Pa. sounds alarm on coronavirus vaccine hesitancy
A growing number of unfilled appointments and low uptake among nursing home workers are early signs that vaccine hesitancy is becoming an issue in Pennsylvania, prompting state officials to sound the alarm Friday and urge residents to get their COVID-19 shots as quickly as possible.
After months of demand outstripping supply, vaccines from Pfizer and Moderna are more readily available, and the Wolf administration said the challenge now is to assuage the concerns of people who are reluctant to get it.
Gov. Tom Wolf and state health officials on Friday toured a community vaccination clinic in Hershey that had openings. In nearby Lebanon
County, a mass vaccination clinic reported hundreds of available slots, something that might have been unthinkable weeks ago when providers were swamped with requests but didn’t have enough doses to give out.
“The appointment availability does give us cause for concern because it’s indicative of hesitancy, which really is the challenge to come,” said Alison Beam, the state’s acting health secretary, who joined Wolf at a news conference.
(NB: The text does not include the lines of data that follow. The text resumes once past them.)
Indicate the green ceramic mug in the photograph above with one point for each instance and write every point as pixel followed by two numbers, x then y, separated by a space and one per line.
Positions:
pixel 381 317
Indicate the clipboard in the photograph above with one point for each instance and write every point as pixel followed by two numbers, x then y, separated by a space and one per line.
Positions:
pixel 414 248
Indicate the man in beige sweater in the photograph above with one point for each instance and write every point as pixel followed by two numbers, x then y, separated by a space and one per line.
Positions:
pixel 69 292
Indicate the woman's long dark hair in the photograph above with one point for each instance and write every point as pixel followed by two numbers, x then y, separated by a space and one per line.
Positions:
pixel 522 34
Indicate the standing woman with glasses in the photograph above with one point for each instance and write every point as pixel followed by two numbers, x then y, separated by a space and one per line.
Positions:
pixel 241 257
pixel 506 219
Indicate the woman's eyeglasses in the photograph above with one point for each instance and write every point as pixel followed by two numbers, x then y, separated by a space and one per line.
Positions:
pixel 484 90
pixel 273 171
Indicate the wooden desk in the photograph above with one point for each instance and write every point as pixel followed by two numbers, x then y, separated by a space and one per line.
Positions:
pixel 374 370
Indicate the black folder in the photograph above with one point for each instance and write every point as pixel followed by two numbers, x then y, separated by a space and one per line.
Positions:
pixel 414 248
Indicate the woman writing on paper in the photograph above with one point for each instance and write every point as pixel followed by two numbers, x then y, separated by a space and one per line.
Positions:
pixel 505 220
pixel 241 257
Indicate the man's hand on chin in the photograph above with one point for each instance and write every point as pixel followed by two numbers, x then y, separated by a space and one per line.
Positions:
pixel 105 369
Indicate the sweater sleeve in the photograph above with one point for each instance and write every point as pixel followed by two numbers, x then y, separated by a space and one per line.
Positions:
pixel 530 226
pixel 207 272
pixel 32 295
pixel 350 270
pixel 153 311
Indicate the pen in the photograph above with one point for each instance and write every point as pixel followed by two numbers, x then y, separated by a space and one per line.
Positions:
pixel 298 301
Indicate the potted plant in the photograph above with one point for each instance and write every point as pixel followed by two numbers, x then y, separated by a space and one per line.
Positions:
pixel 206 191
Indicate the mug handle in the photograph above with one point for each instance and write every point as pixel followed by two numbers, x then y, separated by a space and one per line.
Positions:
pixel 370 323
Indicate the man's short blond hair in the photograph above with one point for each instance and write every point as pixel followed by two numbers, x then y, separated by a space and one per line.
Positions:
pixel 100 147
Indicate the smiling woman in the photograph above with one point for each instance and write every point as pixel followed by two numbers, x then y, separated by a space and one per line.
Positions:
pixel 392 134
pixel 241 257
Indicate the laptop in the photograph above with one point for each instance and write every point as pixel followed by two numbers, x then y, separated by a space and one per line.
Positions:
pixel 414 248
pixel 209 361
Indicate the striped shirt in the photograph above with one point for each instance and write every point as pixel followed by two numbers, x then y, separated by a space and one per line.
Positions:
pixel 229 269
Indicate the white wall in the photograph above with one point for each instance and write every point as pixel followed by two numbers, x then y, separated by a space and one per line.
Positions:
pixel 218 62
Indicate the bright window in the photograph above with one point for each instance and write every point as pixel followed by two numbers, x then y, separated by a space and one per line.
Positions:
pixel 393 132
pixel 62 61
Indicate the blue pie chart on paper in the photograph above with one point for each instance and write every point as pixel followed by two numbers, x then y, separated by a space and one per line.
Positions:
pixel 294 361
She said the fact that nearly half of Pennsylvania’s nursing home workers have declined the vaccine is further evidence of “how far we have to go and how much of a challenge overcoming this vaccine hesitancy will be in the near future.”
Only 53% of staff in skilled nursing facilities have opted to get the vaccine, according to Health Department data, even though the shots have been available to them for months.
With supplies increasing, the state expanded eligibility to everyone aged 16 and older this week. To date, Pennsylvania has vaccinated more than 40% of its eligible population, not including Philadelphia, which gets its supply directly from the federal government and runs its own program.
Philadelphia reported Friday that its hospitals, pharmacies and mass vaccination sites are also suddenly having difficulty filling open slots, prompting city officials to abandon its phased rollout in favor of universal eligibility days ahead of schedule.
“It is a sign that the people who are most eager to get the vaccine have probably already been vaccinated,” said Dr. Thomas Farley, the city health commissioner. Now, he said, “we will have to work harder to persuade people to be vaccinated and make it easy for them.”
The reasons why some people remain hesitant tend to be similar across demographic, geographic and political groups, said state Health Department spokesperson Maggi Barton, and include “safety, efficacy and benefits for a post-vaccine world.”
While the decision to get vaccinate or not remains a personal one, she said, the state is “arming our communities with vaccine facts because good information leads to good decisions.”